IOM Helps Afghanistan Disaster Management Authority Counter Flood Risks
IOM is working with the Afghanistan National Disaster Management Authority (ANDMA) to construct flood protection systems in ten flash flood prone communities identified through a joint assessment. With funding from OFDA (USAID) IOM will in total construct nearly 2,000 meters of walls in ten locations in eight provinces, namely Kapisa, Parwan, Balkh, Sari Pul, Kunduz, Baghlan, Takhar and Laghman provinces.
The first two projects of this kind, taking place in Deh Babi and Sayad villages, Kapisa province, will provide protection for three villages, including 1300 families and 160 hectares of agricultural land. The structures will be assembled in the lower parts of the watersheds in order to ensure maximum protection of human lives, fertile land, houses and livestock. The projects will employ local workers and use locally sourced materials to enhance community involvement in emergency responses to severe flooding, which often hits in the spring when the winter snows start melting. Construction of the walls is firmly based on the findings of site assessments and the needs of communities.
At the opening ceremony of the first projects last weekend, Richard Danziger, IOM Chief of Mission in Afghanistan, said: “Each year on average some 250,000 Afghans are affected by natural disasters, many of them by flooding such as here in Kapisa.
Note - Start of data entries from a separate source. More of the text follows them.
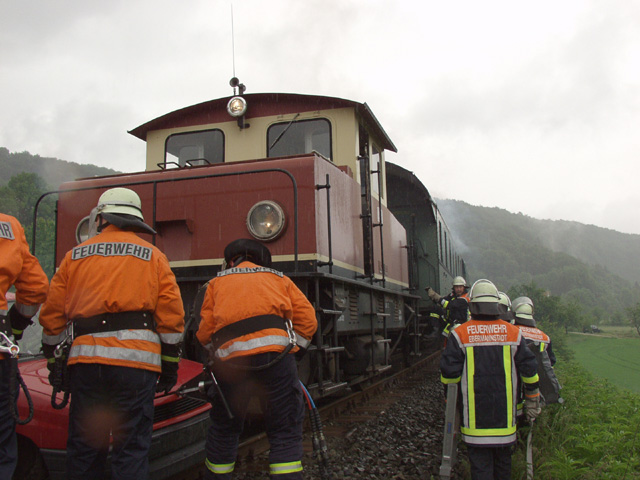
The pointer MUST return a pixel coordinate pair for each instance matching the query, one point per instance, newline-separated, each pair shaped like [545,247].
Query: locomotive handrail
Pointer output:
[166,180]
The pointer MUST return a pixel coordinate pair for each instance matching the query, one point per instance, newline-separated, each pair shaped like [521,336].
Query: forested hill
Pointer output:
[51,170]
[597,267]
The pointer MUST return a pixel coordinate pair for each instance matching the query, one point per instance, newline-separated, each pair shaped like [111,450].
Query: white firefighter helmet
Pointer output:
[504,305]
[460,281]
[120,200]
[520,301]
[484,298]
[505,300]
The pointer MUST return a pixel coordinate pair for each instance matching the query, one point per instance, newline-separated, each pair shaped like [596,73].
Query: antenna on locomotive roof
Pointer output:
[233,46]
[238,88]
While ANDMA and IOM are regularly responding to incidents throughout the country and ensuring assistance is provided to those in need, our focus is increasingly turning toward prevention measures such as the flood walls we’re building here.”
The ceremony was attended by the Provincial Governor of Kapisa H.E. General Mehrabudin Safi, the chief of the provincial council, the provincial directors from the Ministry of Agriculture, Irrigation and Livestock and ANDMA as well as elders from the participating communities. “I believe the implementation of this project in Kapisa province is a sign of our long lasting and sustainable partnership with IOM,” said General Safi.
Afghanistan is vulnerable to recurrent natural disasters which are exacerbated by ongoing climate change. The country is ranked twelfth on the seismic risk index, twenty-second on the drought risk index and twenty-fourth on the flood risk index.